External services
The easiest method to monitor an external service with the Cloudify’s Status Reporter is to add additional scraping targets to existing Prometheus installation (e.g. the one running with Cloudify Manager). It is not the only way. An alternative is to configure an additional external Prometheus instance (along with the appropriate exporter), which handles the service, and have it federated with existing Prometheus. The latter is more complicated, but has its advantages (residency, load-distribution etc.). This guide will focus on the former approach, which is probably the simplest, and, in most cases, the best one.
Prerequisites
In order to add metrics of external services to Cloudify’s Status Reporter, additional scraping targets should be configured. For example Prometheus’s file-based service discovery could be used to do that.

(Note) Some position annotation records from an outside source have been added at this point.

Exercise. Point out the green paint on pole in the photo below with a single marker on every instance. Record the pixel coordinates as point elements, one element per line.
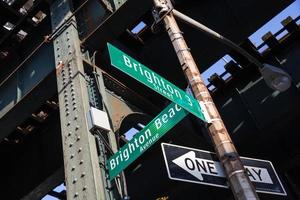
<point>144,139</point>
<point>154,81</point>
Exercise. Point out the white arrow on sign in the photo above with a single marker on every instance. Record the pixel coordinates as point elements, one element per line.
<point>198,166</point>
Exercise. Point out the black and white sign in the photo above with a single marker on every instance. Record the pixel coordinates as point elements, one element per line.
<point>203,167</point>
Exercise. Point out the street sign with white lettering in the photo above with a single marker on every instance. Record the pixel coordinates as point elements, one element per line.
<point>203,167</point>
<point>144,139</point>
<point>138,71</point>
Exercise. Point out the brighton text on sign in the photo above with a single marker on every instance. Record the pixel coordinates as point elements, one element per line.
<point>141,141</point>
<point>154,81</point>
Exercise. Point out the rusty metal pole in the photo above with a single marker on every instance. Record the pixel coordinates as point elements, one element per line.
<point>240,183</point>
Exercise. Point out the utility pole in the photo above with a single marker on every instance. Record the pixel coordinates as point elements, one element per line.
<point>240,183</point>
<point>85,179</point>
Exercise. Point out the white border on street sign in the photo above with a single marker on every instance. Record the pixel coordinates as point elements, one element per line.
<point>203,183</point>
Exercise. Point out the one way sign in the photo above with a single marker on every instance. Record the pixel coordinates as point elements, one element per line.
<point>203,167</point>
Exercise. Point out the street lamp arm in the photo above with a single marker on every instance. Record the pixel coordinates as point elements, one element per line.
<point>186,19</point>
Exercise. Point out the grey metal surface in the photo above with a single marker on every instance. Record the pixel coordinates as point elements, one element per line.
<point>50,183</point>
<point>25,107</point>
<point>82,174</point>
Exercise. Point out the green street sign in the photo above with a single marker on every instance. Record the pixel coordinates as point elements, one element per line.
<point>141,141</point>
<point>154,81</point>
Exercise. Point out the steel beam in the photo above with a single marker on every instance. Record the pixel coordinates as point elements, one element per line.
<point>41,190</point>
<point>81,164</point>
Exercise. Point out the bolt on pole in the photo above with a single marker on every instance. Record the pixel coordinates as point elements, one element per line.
<point>239,181</point>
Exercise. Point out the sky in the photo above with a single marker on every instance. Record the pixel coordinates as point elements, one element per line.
<point>218,67</point>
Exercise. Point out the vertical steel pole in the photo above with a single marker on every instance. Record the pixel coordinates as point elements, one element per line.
<point>81,163</point>
<point>240,183</point>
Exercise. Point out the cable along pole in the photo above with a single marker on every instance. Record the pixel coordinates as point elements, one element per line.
<point>239,181</point>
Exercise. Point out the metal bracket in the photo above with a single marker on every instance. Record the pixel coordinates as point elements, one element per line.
<point>161,9</point>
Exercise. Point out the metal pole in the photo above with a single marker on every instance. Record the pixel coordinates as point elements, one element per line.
<point>186,19</point>
<point>240,183</point>
<point>81,164</point>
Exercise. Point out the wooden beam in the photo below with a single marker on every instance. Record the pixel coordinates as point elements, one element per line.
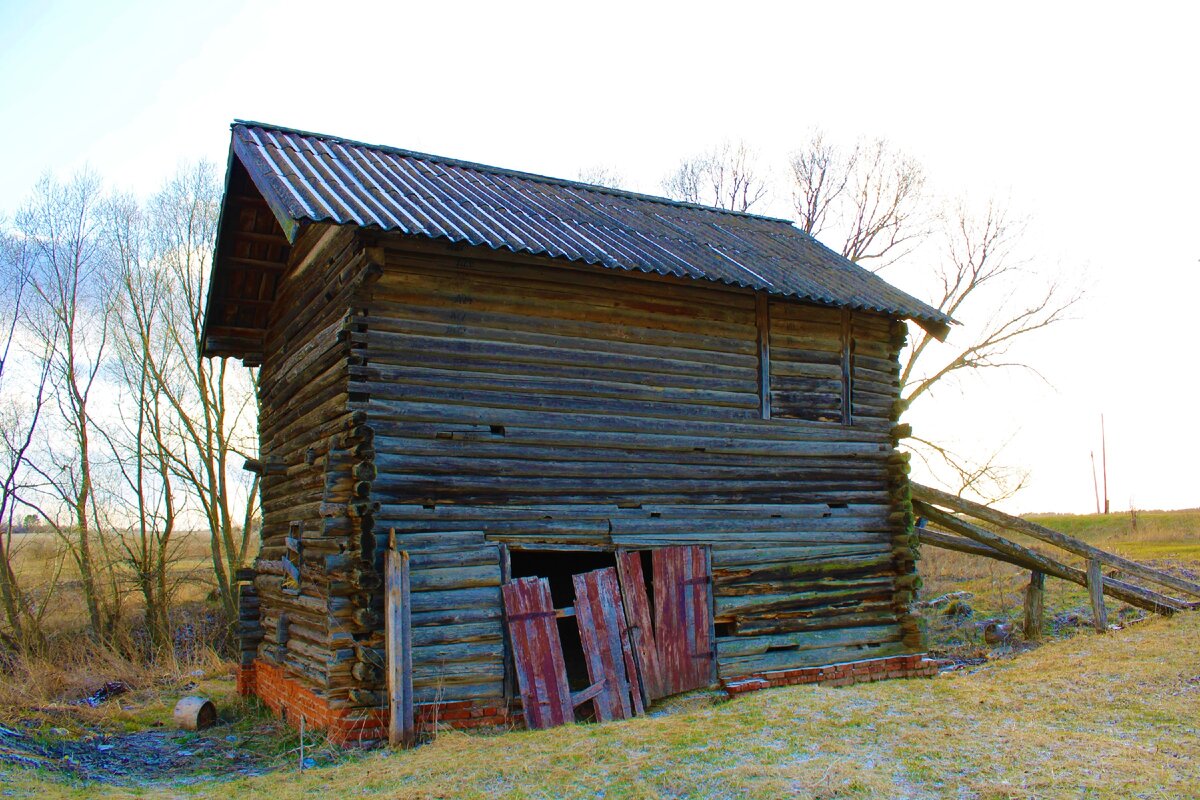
<point>762,314</point>
<point>1035,602</point>
<point>1030,559</point>
<point>401,728</point>
<point>935,497</point>
<point>1096,591</point>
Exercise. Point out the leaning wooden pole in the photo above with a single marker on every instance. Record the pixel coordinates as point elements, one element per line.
<point>933,497</point>
<point>401,729</point>
<point>1024,557</point>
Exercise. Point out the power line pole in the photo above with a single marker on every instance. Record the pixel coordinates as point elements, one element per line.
<point>1104,464</point>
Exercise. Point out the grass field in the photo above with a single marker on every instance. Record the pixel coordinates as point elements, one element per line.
<point>1095,716</point>
<point>1083,716</point>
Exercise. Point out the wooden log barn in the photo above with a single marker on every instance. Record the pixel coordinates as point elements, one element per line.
<point>611,446</point>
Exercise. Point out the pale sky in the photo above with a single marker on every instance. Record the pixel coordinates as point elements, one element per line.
<point>1083,115</point>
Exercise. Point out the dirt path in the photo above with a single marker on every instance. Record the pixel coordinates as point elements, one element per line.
<point>156,756</point>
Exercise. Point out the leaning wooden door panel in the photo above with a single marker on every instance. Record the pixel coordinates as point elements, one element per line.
<point>683,618</point>
<point>606,648</point>
<point>641,627</point>
<point>538,653</point>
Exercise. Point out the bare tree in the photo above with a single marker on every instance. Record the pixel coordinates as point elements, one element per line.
<point>18,425</point>
<point>873,199</point>
<point>213,402</point>
<point>871,196</point>
<point>69,316</point>
<point>727,176</point>
<point>143,444</point>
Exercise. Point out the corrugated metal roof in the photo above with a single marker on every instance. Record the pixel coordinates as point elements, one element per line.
<point>315,178</point>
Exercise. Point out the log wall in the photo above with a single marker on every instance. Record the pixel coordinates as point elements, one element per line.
<point>538,405</point>
<point>313,596</point>
<point>475,402</point>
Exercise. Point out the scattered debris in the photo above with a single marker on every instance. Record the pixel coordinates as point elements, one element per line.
<point>106,692</point>
<point>193,713</point>
<point>997,631</point>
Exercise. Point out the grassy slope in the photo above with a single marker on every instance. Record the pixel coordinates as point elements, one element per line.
<point>1111,716</point>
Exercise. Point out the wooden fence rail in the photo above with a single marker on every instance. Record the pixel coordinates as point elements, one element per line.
<point>947,511</point>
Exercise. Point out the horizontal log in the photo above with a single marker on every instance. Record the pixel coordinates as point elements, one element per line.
<point>1031,559</point>
<point>935,497</point>
<point>732,647</point>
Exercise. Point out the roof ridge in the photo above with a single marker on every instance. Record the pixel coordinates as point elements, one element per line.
<point>513,173</point>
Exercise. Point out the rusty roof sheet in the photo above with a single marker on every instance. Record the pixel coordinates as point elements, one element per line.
<point>316,178</point>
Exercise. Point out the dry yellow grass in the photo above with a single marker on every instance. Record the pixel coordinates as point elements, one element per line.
<point>1096,716</point>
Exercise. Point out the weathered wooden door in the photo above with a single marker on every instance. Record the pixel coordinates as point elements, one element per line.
<point>606,647</point>
<point>538,653</point>
<point>641,626</point>
<point>683,618</point>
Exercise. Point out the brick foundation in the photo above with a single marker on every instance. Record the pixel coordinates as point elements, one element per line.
<point>291,701</point>
<point>841,674</point>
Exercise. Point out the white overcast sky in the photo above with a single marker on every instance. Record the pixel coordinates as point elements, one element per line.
<point>1083,115</point>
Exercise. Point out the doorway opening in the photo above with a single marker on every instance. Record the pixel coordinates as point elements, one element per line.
<point>558,567</point>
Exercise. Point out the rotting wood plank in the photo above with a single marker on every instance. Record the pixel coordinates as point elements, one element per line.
<point>682,617</point>
<point>936,497</point>
<point>603,633</point>
<point>399,633</point>
<point>641,627</point>
<point>1000,548</point>
<point>538,654</point>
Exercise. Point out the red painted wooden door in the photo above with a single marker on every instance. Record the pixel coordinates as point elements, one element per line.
<point>606,647</point>
<point>538,653</point>
<point>683,618</point>
<point>641,626</point>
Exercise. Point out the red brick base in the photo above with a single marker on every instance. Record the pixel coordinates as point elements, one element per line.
<point>841,674</point>
<point>291,701</point>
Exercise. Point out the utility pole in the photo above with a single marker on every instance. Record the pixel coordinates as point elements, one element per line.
<point>1104,464</point>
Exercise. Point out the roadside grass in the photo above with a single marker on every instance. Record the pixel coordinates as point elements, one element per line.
<point>1083,716</point>
<point>1095,716</point>
<point>1168,540</point>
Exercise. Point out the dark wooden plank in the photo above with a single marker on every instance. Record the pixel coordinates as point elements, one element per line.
<point>762,316</point>
<point>683,618</point>
<point>641,626</point>
<point>538,653</point>
<point>399,632</point>
<point>601,620</point>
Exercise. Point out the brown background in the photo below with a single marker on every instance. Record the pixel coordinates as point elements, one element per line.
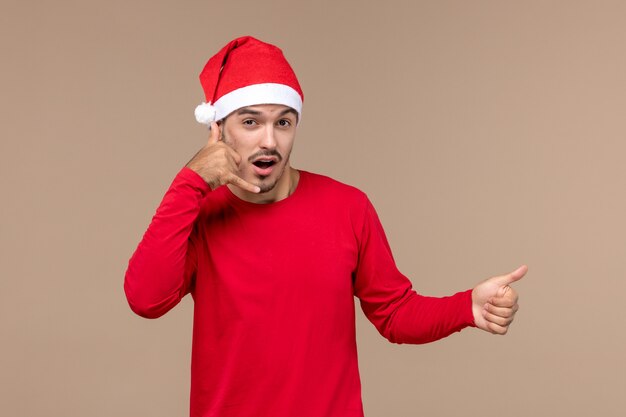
<point>487,133</point>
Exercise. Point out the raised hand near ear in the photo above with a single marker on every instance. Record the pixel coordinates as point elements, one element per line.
<point>494,302</point>
<point>218,164</point>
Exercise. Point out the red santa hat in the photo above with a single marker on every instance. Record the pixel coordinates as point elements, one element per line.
<point>247,72</point>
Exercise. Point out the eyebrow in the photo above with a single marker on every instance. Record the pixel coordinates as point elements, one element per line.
<point>247,110</point>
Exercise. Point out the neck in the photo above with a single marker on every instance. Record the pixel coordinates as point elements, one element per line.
<point>285,186</point>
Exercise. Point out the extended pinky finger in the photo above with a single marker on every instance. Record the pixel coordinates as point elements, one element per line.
<point>243,184</point>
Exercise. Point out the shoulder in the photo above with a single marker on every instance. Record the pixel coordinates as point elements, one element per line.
<point>323,185</point>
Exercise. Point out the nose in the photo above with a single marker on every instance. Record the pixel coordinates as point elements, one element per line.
<point>268,141</point>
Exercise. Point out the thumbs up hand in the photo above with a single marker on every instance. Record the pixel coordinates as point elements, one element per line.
<point>494,302</point>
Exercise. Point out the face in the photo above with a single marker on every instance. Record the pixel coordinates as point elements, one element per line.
<point>263,136</point>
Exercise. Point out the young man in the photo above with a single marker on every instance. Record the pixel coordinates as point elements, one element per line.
<point>274,256</point>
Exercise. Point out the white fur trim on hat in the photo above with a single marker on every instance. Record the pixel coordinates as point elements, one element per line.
<point>269,93</point>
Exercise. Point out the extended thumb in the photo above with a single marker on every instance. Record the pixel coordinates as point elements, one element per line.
<point>515,275</point>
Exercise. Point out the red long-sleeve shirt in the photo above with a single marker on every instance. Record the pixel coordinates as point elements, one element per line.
<point>273,288</point>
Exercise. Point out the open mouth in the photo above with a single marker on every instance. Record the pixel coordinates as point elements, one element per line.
<point>263,163</point>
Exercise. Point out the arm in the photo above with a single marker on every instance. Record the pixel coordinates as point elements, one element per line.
<point>403,316</point>
<point>399,313</point>
<point>160,271</point>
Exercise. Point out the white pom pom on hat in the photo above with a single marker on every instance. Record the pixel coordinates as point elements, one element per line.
<point>205,113</point>
<point>243,73</point>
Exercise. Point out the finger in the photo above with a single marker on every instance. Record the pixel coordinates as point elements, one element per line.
<point>512,277</point>
<point>501,311</point>
<point>235,157</point>
<point>243,184</point>
<point>497,329</point>
<point>214,136</point>
<point>500,321</point>
<point>505,297</point>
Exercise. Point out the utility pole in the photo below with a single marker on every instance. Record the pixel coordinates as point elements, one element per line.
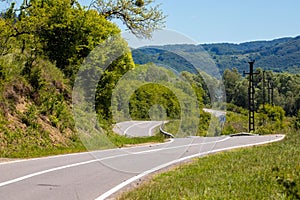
<point>251,93</point>
<point>270,93</point>
<point>263,86</point>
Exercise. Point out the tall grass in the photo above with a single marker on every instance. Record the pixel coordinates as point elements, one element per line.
<point>262,172</point>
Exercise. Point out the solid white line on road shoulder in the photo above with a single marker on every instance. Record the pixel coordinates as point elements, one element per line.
<point>152,127</point>
<point>127,182</point>
<point>92,161</point>
<point>129,127</point>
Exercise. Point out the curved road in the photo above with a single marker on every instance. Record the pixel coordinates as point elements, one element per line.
<point>136,128</point>
<point>99,174</point>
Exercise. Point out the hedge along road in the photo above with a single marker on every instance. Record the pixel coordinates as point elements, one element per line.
<point>136,128</point>
<point>99,174</point>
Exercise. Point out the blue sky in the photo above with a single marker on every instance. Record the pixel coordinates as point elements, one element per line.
<point>212,21</point>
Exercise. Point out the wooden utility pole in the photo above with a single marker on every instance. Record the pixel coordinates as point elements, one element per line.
<point>251,96</point>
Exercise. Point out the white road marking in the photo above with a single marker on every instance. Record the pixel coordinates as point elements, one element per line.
<point>152,127</point>
<point>129,127</point>
<point>96,160</point>
<point>120,186</point>
<point>76,154</point>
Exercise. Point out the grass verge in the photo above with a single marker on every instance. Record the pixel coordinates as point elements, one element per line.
<point>263,172</point>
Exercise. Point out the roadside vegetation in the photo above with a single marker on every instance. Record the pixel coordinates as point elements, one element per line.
<point>271,171</point>
<point>42,45</point>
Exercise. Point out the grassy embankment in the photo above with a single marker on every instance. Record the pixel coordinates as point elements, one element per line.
<point>262,172</point>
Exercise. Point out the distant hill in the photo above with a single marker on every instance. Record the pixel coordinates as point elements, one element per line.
<point>280,55</point>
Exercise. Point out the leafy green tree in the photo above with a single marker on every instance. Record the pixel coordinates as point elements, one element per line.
<point>231,79</point>
<point>139,16</point>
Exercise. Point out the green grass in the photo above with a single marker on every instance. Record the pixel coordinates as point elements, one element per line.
<point>263,172</point>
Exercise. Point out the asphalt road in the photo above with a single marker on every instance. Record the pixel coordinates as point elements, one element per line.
<point>136,128</point>
<point>99,174</point>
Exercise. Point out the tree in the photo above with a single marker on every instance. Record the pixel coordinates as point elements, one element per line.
<point>231,79</point>
<point>139,16</point>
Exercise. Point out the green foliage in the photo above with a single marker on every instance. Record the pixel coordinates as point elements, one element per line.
<point>270,170</point>
<point>140,16</point>
<point>153,94</point>
<point>297,121</point>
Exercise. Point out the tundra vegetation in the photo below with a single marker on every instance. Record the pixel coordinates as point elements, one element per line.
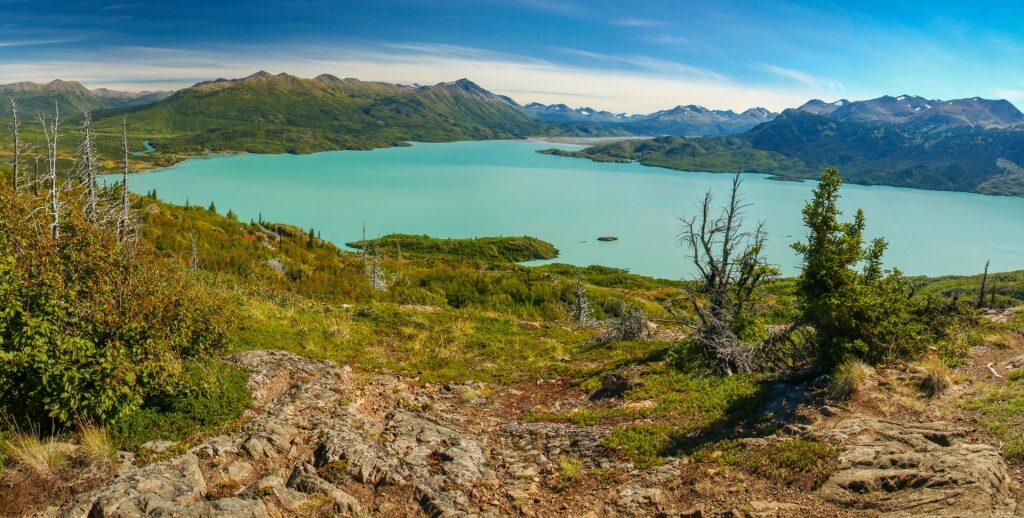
<point>116,311</point>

All metrics parsed by Cloudify’s Status Reporter must come with
a host
label. This is how it distinguishes between different nodes. Label’s value should match
the host
column of db-nodes or
brokers lists, or the private_ip
of
managers list.
Database (PostgreSQL compliant) monitoring
Requirements
These two services should be accessible from the node on which Prometheus is running (e.g. the node with Cloudify Manager installed): * Prometheus’s postgres_exporter which monitors an external database must be deployed. The exporter listens on port 9187 by default, * Prometheus’s node_exporter to monitor the status of system services (programs running on the node, managed by process supervisor, e.g. supervisor or systemd). The exporter listens on port 9100 by default.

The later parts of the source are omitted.